Reading incremental PDFs returns wrong (first) object per object number
I use pypdf to open pdf file that contains attachments and save to a new file. I found that new file does not have attachments.
Environment
$ python -m platform
Linux-6.14.9-orbstack-gd9e87d038362-aarch64-with-glibc2.36
$ python -c "import pypdf;print(pypdf._debug_versions)"
pypdf==5.6.0, crypt_provider=('cryptography', '42.0.8'), PIL=10.4.0
Code + PDF
This is a minimal, complete example that shows the issue:
with open("/opt/app/file.pdf", "rb") as f:
pdf_base = f.read()
pdf_base = PdfWriter(clone_from=pdf_base)
output_iostream = io.BytesIO()
pdf_base.write(output_iostream)
with output_iostream:
output_iostream.seek(0)
pdf_bytes = output_iostream.getvalue()
with open("/opt/output.pdf", "wb") as f:
f.write(pdf_bytes)
This is my sample pdf file that have the issue original.pdf
Problem
pdf output does not have attachments
Expected Result
pdf output should have attachments
Thanks for the report.
This is not related to the writer, but a general issue with the PDF file and how it is processed, where we are not even detecting the attachments:
from pypdf import PdfReader
reader = PdfReader("missing_attachment.pdf")

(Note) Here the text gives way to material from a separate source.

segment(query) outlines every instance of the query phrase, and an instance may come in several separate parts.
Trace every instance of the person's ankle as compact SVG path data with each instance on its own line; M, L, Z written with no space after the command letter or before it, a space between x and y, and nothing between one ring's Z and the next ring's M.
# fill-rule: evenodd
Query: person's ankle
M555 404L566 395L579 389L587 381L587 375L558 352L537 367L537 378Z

print(list(reader.attachment_list))
The catalog looks okay:
{'/Type': '/Catalog', '/Version': '/1.7', '/Pages': IndirectObject(2, 0, 140080531858448), '/Metadata': IndirectObject(21, 0, 140080531858448), '/Outlines': IndirectObject(22, 0, 140080531858448), '/Names': IndirectObject(26, 0, 140080531858448)}
The /Names for the embedded files point to object 26, which occurs three times inside the document due to the PDF being an incremental one. We currently only read the first one, which is a cross-reference dictionary:
26 0 obj
<<
/Length 76
/Root 1 0 R
/Info 24 0 R
/ID [<BE09E22BADBF38EEDC41DE6FC461296B> <BE09E22BADBF38EEDC41DE6FC461296B>]
/Type /XRef
/Size 27
/Index [0 26]
/W [1 2 1]
/Filter /FlateDecode
>>
...
endobj
We should read the second one instead:
26 0 obj
<<
/EmbeddedFiles 27 0 R
>>
endobj
Nevertheless, we have a third definition of the same object which now represents a content stream:
26 0 obj
<<
/Length 24006
/Filter /FlateDecode
/Length1 52696
>>
stream
...
endstream
endobj
As far as I understand section 7.5.6 of the PDF 2.0 specification, we should not read the first object, but the last, if there are duplicates. This would not solve your issue with the attachments as this would read the third version with the content stream, but at least satisfy the specification.
Properly implementing support for incremental files probably requires some more analysis and efforts as far as I can see. I am open to proposals and PRs attempting to tackle this, if necessary in steps.